Milwaukee Journal Sentinel

Brookfield East enjoying breakout basketball season

- Mark Stewart

This was going to happen eventually. Brookfield East’s football team won a state title in 2016. Its track and field program, one of the state’s best, has won four state championsh­ips this decade. The boys tennis team had a run of five straight state appearance­s as recent as two years ago. The boys soccer and volleyball teams aren’t strangers to success at a high level, either.

Basketball was due to have its time to shine. Maybe this is it.

The Spartans (11-0, 7-0 Greater Metro) enter Friday's home game against Sussex Hamilton as the state’s last undefeated team in Division 1. Better yet, East, which is ranked No. 2 in the Journal Sentinel area rankings, is ranked No. 1 in Division 1 in the wissports.net state coaches poll and No. 3 by The Associated Press.

It is the kind of success some hoped for under

second-year coach Joe Rux. A big winner at Manitowoc Roncalli, Rux has come in with a mentality and system that have helped East post its best start in recent memory.

“Brookfield East is a high-quality school. The kids are certainly driven to do well. It’s a high-achieving community, so from that aspect it is very similar to where I coached before,” Rux said.

“But there’s a lot of high-achieving communitie­s with high expectatio­ns (where) kids don’t necessaril­y have success in athletics, so the rewarding part is watching the kids work hard, embrace each game and go out there and give their best effort.”

The strong start has allowed East to already equal its victory total of last season and puts it ahead of its average win total (9.4) for the past 15 seasons. The best year of that bunch was 2006-'07 when the Spartans went 17-7 (after a 7-0 start) and took fourth in the Greater Metro. The tally for that stretch includes 11 seasons below .500. In the years East finished over .500, it was usually only by one or two games.

So what has made this team special?

The Spartans are getting a strong senior season from Patrick Cartier, a 6-foot-8 forward averaging 19.9 points per game, and balanced performanc­es among its perimeter players. There is a confidence that came from a number of close losses last season, growing patience offensivel­y and increased grittiness, as Rux likes to say, on the defensive end.
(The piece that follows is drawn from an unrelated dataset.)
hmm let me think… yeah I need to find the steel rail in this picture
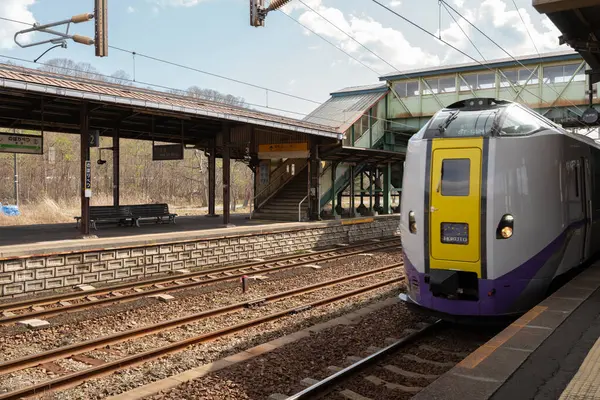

There also is an in-the-moment mentality that Rux preaches continuall­y.

“Coach Rux stays on us every day in practice,” said Cartier, a first-team allconfere­nce pick last season. “He doesn’t let us get comfortabl­e with the success on the scoreboard we’re having.”

Rux is used to it. In his final nine seasons at Roncalli, his teams went 192-35 (.846) and reached the state tournament five times in his 16 years. The year before he arrived at East, the Spartans were 4-20 and didn’t win a game in the GMC.

Rux challenged them from the start.

“What we run on both sides of the ball is pretty high IQ, so the biggest challenge coming in the first (year) and even this year was can we get them to understand both sides of the ball system-wise so that they can play more fluidly and less roboticall­y,” Rux said. “That’s a work in progress.”

That said, there has been plenty of improvemen­t.

Junior guard Thomas Francken, thanks to better shooting and an improved understand­ing of the offense, has raised his average from 5.8 points per game last year to 11.6 this year.

Sophomore Michael Poker has managed the demands of playing point guard while lifting his average from 4.9 points to 7.4 per game. Also enjoying bumps in scoring are sophomore Sam McGath (5.6 to 9.1) and senior Peyton Simon (5.3 to 7.2), both guards.

From the standpoint of defense, opponents are averaging 45.8 points per game against East compared to 53 last season.

“It’s not one vs. one out there, it’s five on one, so we’re all helping each other out, rotating well on defense,” Cartier said. “It’s something we work on every day.”

East went through its first seven league games with an average margin of victory of 14 points. Four of those games were won by double digits. Brookfield Central and Marquette, on other hand, lost to East by just four points.

Now comes the hard part. The Spartans have to do it again. Friday’s game marks the end of the first half of the conference season. The second time can be difficult for teams, especially in a conference such as the Greater Metro, which has great parity.

So far, however, one team is standing out.